Where the article above concludes that trillions of dollars will need to
be be spent just in the US alone to replace its concrete infrastructure, that
number will be at least an order of magnitude higher for the entire globe.
And we don’t get much incremental benefit for the cost of replacing a
crumbing piece of infrastructure. When you tear down a bridge and replace it
you still have one bridge performing the services of one bridge. Sure, you
occupy a number of people in the construction and manufacturing trades for a
while, but you don’t get any added value beyond that. It’s not the same as
putting in a new bridge at a new location to open up a new geographic area
for greater economic activity.
You just get your bridge replaced. One for one: an economically
neutral exchange that costs a lot of money.
My larger question here is this: Can all the competing future demands
even allow all of the current concrete infrastructure to simply be replaced,
let alone expanded?
What if there’s not enough energy for that task, plus the demands of
feeding and sheltering and defending ourselves?
It's my strong belief that we’ll regret the short-term mentality that led
us to trade durability for lower cost. Furthermore, I contend that competing
future demands will prevent us from replacing all of our decaying
infrastructure with similar copies.
Either they won’t be replaced at all because we cannot afford to do so
(see: Detroit) or we'll have to bite the bullet and begin installing truly
durable structures that won’t simply tear themselves apart from the inside in
a few short decades. Which will likely be a lot more expensive to build.
Conclusion
Hopefully I’ve opened your eyes to the folly of building our society atop
a foundation with an expiration date.
Reinforced concrete structures are crumbling all around us, something
that's immediately obvious once you begin to look for it for yourself. In
most cases, it isn't poor construction practices that are to blame, but
simple chemistry and the decision to use steel as a reinforcing agent. The
very best construction company in the world will still see their efforts end
in ‘concrete cancer’ sooner or later.
There are some newer ways of slowing or mitigating this effect, but those
aren't always used. In my observation, more often than not they're simply not
deployed. Steel is laid down, usually with rust already showing upon
it, and then the concrete is poured over it. And that’s that.

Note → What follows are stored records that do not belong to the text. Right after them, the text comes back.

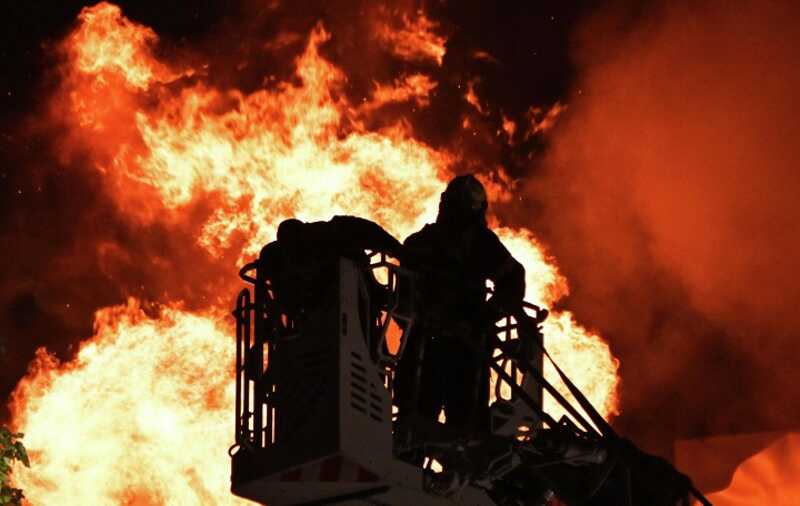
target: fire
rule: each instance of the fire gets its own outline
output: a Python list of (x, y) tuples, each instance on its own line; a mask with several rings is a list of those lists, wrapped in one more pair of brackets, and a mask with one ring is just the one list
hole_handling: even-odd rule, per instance
[(376, 109), (391, 102), (413, 100), (420, 107), (430, 104), (430, 93), (438, 84), (425, 74), (412, 74), (395, 80), (391, 86), (375, 84), (375, 93), (370, 102), (364, 104), (368, 109)]
[(80, 28), (70, 37), (70, 56), (79, 71), (96, 75), (100, 84), (106, 83), (106, 74), (121, 76), (139, 90), (154, 81), (175, 78), (148, 51), (158, 40), (156, 33), (126, 19), (116, 5), (101, 3), (84, 9), (78, 20)]
[[(224, 318), (224, 315), (222, 316)], [(39, 350), (14, 397), (35, 462), (32, 504), (246, 504), (227, 493), (234, 402), (230, 325), (131, 300), (96, 315), (73, 361)]]
[(717, 506), (800, 502), (800, 434), (789, 433), (742, 463), (730, 486), (708, 496)]
[(509, 142), (514, 139), (514, 133), (517, 131), (517, 124), (505, 115), (503, 115), (503, 131), (508, 136)]
[[(544, 248), (525, 230), (499, 229), (498, 236), (509, 251), (525, 266), (526, 299), (542, 307), (550, 307), (569, 293), (566, 280), (553, 266)], [(610, 416), (618, 411), (617, 368), (619, 363), (600, 336), (587, 331), (575, 321), (569, 311), (552, 312), (543, 326), (545, 346), (600, 413)], [(545, 361), (545, 377), (556, 385), (559, 382), (553, 366)], [(566, 388), (559, 389), (568, 399)], [(563, 409), (550, 396), (545, 396), (544, 409), (556, 419)]]
[(424, 12), (418, 11), (415, 16), (403, 14), (399, 26), (391, 20), (390, 15), (381, 9), (375, 32), (378, 41), (386, 49), (406, 60), (431, 61), (441, 65), (447, 52), (447, 39), (436, 33), (438, 24), (430, 20)]
[[(441, 63), (445, 40), (435, 28), (420, 13), (379, 37), (398, 54)], [(246, 94), (160, 61), (156, 34), (118, 7), (86, 8), (64, 41), (53, 98), (67, 131), (64, 156), (88, 156), (131, 220), (185, 223), (197, 232), (192, 247), (218, 258), (250, 259), (292, 216), (355, 214), (406, 237), (434, 219), (458, 154), (416, 140), (402, 120), (380, 130), (364, 125), (387, 103), (425, 107), (436, 82), (420, 73), (376, 83), (369, 101), (352, 104), (341, 93), (347, 76), (319, 53), (330, 36), (322, 26), (311, 32), (296, 80)], [(492, 198), (508, 200), (508, 176), (498, 169), (488, 180)], [(197, 202), (213, 212), (193, 212)], [(566, 280), (529, 231), (499, 235), (526, 266), (528, 300), (550, 307), (566, 295)], [(230, 270), (233, 278), (236, 266)], [(193, 314), (176, 303), (148, 318), (131, 302), (97, 314), (95, 335), (73, 361), (41, 352), (12, 406), (33, 460), (15, 476), (31, 501), (235, 502), (224, 453), (233, 430), (233, 342), (217, 316), (227, 309)], [(615, 413), (617, 363), (602, 339), (569, 312), (554, 313), (545, 332), (595, 406)]]
[(530, 131), (528, 135), (547, 132), (552, 129), (567, 106), (561, 102), (556, 102), (550, 109), (545, 111), (541, 107), (531, 107), (528, 109), (528, 120), (530, 121)]
[(475, 84), (476, 81), (471, 79), (467, 81), (467, 92), (464, 94), (464, 100), (466, 100), (469, 105), (475, 108), (481, 114), (487, 114), (487, 111), (484, 110), (483, 106), (481, 105), (481, 100), (478, 98), (478, 94), (475, 93)]

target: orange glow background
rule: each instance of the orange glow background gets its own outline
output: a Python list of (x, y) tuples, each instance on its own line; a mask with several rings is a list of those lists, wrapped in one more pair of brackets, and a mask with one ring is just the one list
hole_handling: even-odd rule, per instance
[[(441, 64), (445, 39), (435, 23), (421, 11), (397, 22), (376, 29), (380, 43)], [(228, 273), (210, 287), (202, 287), (209, 282), (202, 271), (187, 278), (187, 291), (198, 284), (216, 295), (203, 309), (176, 298), (146, 314), (131, 298), (97, 312), (94, 336), (74, 359), (38, 352), (11, 406), (32, 457), (32, 469), (15, 469), (14, 479), (31, 503), (242, 502), (228, 493), (225, 453), (234, 414), (226, 309), (239, 284), (236, 266), (291, 216), (355, 214), (398, 237), (435, 218), (461, 154), (420, 142), (402, 120), (366, 125), (394, 103), (425, 107), (437, 83), (403, 74), (351, 103), (341, 93), (347, 76), (320, 53), (331, 37), (324, 25), (313, 27), (292, 79), (249, 92), (208, 82), (191, 56), (159, 58), (158, 35), (113, 4), (81, 11), (59, 44), (60, 83), (48, 107), (63, 129), (62, 156), (90, 163), (131, 223), (190, 229), (187, 247)], [(481, 177), (493, 200), (508, 199), (502, 171)], [(527, 268), (528, 299), (552, 306), (566, 295), (566, 280), (534, 235), (493, 222)], [(108, 250), (109, 258), (137, 254)], [(608, 345), (568, 311), (555, 311), (545, 333), (556, 360), (614, 414), (617, 362)]]
[[(548, 347), (621, 433), (669, 457), (678, 438), (800, 425), (800, 10), (622, 0), (569, 20), (536, 6), (526, 26), (518, 7), (447, 4), (466, 12), (448, 20), (446, 4), (271, 24), (291, 9), (242, 0), (170, 38), (101, 2), (37, 41), (36, 107), (0, 118), (23, 174), (0, 180), (16, 332), (0, 344), (43, 346), (21, 379), (14, 364), (9, 404), (31, 504), (242, 502), (225, 453), (238, 267), (291, 216), (356, 214), (402, 240), (468, 171), (528, 299), (553, 310)], [(560, 23), (569, 79), (548, 85), (561, 53), (519, 34)], [(800, 481), (796, 455), (787, 437), (715, 498)]]
[(745, 460), (730, 485), (709, 495), (716, 506), (797, 504), (800, 501), (800, 436), (789, 433)]

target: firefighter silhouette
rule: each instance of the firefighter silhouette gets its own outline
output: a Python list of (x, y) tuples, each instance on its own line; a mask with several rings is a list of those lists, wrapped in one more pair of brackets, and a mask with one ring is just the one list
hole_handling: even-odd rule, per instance
[[(401, 265), (420, 276), (420, 323), (395, 380), (401, 420), (436, 421), (443, 409), (451, 428), (487, 427), (487, 324), (521, 307), (525, 269), (486, 225), (486, 208), (483, 185), (458, 176), (441, 195), (436, 222), (403, 245)], [(489, 300), (487, 280), (494, 283)]]

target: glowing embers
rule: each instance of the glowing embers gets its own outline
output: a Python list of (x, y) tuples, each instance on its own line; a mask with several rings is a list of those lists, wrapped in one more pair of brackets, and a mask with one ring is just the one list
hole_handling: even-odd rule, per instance
[(399, 20), (386, 9), (380, 9), (379, 14), (375, 36), (384, 49), (404, 60), (442, 64), (447, 39), (436, 33), (438, 23), (422, 11), (403, 14)]

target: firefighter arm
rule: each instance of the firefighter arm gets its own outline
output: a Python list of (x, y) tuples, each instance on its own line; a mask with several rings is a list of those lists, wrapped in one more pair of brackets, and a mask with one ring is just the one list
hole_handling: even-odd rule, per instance
[(494, 283), (489, 306), (501, 313), (519, 309), (525, 298), (525, 268), (511, 256), (494, 232), (489, 231), (484, 241), (490, 267), (487, 277)]
[(400, 255), (400, 241), (375, 222), (356, 216), (334, 216), (331, 223), (340, 232), (338, 239), (353, 246), (385, 251), (395, 258)]
[(489, 278), (494, 283), (494, 294), (489, 303), (501, 312), (513, 311), (525, 298), (525, 268), (510, 254)]

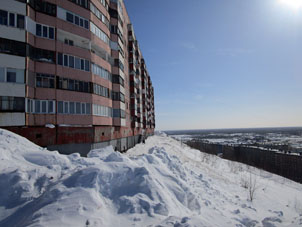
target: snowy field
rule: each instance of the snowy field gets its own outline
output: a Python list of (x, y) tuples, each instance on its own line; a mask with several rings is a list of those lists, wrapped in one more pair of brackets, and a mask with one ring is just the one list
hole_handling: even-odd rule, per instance
[[(291, 132), (292, 133), (292, 132)], [(301, 134), (300, 131), (295, 131), (296, 134)], [(292, 152), (302, 152), (302, 134), (293, 135), (290, 132), (283, 133), (200, 133), (200, 134), (170, 134), (170, 137), (179, 141), (189, 141), (192, 139), (203, 140), (208, 143), (218, 143), (223, 145), (236, 145), (247, 144), (253, 145), (258, 143), (259, 145), (280, 145), (287, 144), (292, 148)]]
[(0, 226), (302, 226), (302, 185), (164, 134), (82, 158), (0, 129)]

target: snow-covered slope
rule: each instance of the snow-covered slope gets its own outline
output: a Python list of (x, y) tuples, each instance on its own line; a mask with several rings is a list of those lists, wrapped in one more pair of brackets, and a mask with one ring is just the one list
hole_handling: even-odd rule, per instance
[(82, 158), (0, 129), (0, 226), (299, 225), (301, 184), (164, 134)]

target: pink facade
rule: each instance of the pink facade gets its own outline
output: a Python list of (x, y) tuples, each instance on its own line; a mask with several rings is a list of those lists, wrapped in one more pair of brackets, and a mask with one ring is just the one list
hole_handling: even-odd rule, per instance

This disposable mindset is rooted in the false assumption that we’ll
always have abundant surplus energy to use. Wasteful practices are not a
problem if you always have access to abundant surplus energy. Otherwise, as
in the case we're finding ourselves in, they bring tragedy.

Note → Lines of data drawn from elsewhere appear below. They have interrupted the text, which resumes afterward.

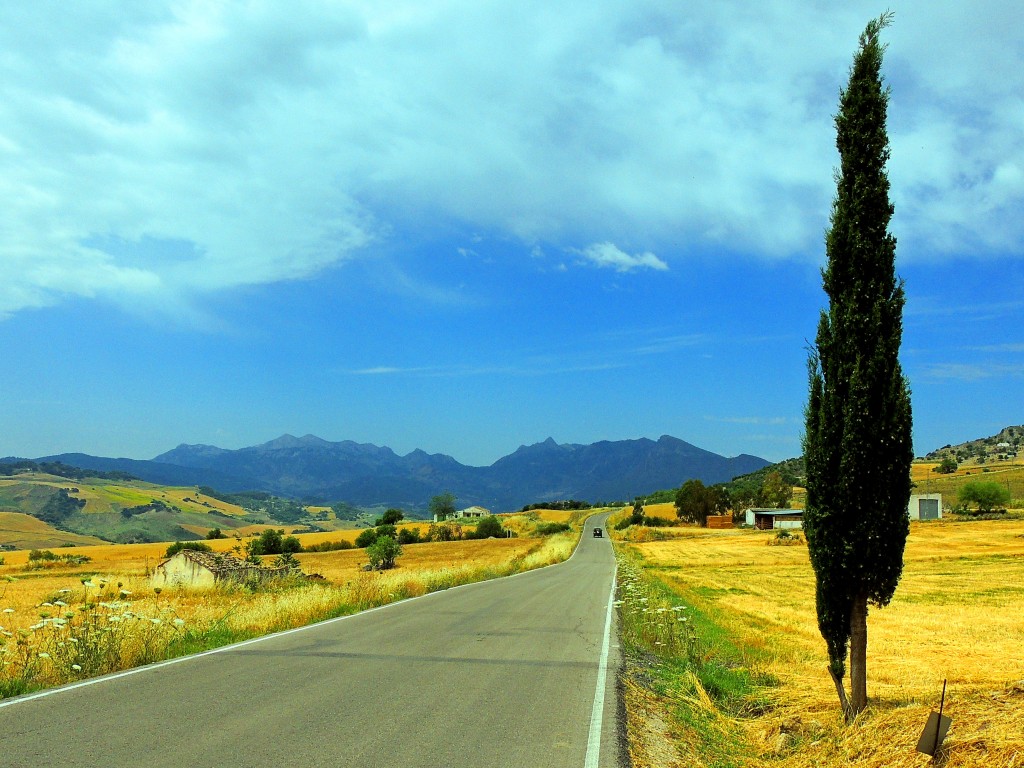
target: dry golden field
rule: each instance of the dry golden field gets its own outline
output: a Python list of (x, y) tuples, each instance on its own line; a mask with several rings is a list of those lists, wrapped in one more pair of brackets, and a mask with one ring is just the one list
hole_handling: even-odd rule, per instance
[(10, 544), (19, 549), (43, 549), (102, 543), (103, 540), (95, 536), (59, 531), (31, 515), (0, 512), (0, 544)]
[[(357, 533), (299, 539), (308, 545), (351, 540)], [(6, 552), (0, 565), (0, 697), (559, 562), (578, 539), (576, 528), (544, 538), (409, 544), (398, 567), (386, 572), (364, 571), (363, 549), (299, 553), (303, 571), (324, 579), (289, 579), (255, 591), (237, 585), (154, 589), (149, 573), (164, 559), (167, 543), (57, 550), (90, 560), (42, 568), (29, 562), (28, 551)], [(227, 551), (240, 542), (208, 543)]]
[(911, 523), (892, 604), (868, 620), (869, 708), (841, 724), (806, 545), (771, 532), (681, 529), (626, 544), (713, 617), (745, 664), (779, 680), (766, 714), (737, 719), (753, 766), (922, 766), (915, 746), (948, 679), (941, 764), (1024, 765), (1024, 521)]

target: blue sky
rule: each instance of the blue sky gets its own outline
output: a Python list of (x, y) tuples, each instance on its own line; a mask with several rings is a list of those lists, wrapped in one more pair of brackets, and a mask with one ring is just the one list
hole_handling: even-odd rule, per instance
[[(853, 2), (0, 8), (0, 455), (799, 453)], [(1024, 422), (1015, 2), (893, 2), (919, 453)]]

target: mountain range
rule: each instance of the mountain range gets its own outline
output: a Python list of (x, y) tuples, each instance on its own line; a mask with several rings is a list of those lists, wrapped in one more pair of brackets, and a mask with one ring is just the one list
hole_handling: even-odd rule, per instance
[(495, 511), (555, 499), (632, 499), (691, 478), (724, 482), (769, 463), (747, 454), (727, 458), (669, 435), (590, 445), (548, 438), (520, 446), (487, 467), (466, 466), (451, 456), (422, 450), (399, 456), (387, 447), (329, 442), (315, 435), (282, 435), (237, 450), (182, 444), (150, 461), (82, 453), (37, 460), (128, 472), (163, 485), (261, 490), (307, 503), (423, 509), (432, 496), (451, 491), (460, 506), (479, 504)]

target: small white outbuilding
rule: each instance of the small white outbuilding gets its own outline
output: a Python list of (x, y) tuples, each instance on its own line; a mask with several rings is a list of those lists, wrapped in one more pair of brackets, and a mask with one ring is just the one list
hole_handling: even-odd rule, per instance
[(911, 520), (939, 520), (942, 518), (941, 493), (915, 493), (907, 505)]

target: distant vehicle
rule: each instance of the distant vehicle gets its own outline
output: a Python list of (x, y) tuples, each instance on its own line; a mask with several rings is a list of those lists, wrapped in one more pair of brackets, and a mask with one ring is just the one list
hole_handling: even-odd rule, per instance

Perhaps that tragedy will be many years in the future. But its
inevitability is assured.
If we were thinking about all of this clearly, we’d not be pouring wind
tower bases using reinforced concrete. Instead, we'd build pads that would be
durable for centuries, because presumably we’re investing in wind power for
the very, very long haul.
In the end, isn’t there something terribly ironic about making a
future-betting ‘investment’ in wind upon a base of reinforced concrete that
is, by definition, destined for a short, disposable life?
That alone says much about just how un-serious we really are. And how out
of integrity our actions are with the very premise of sustainability.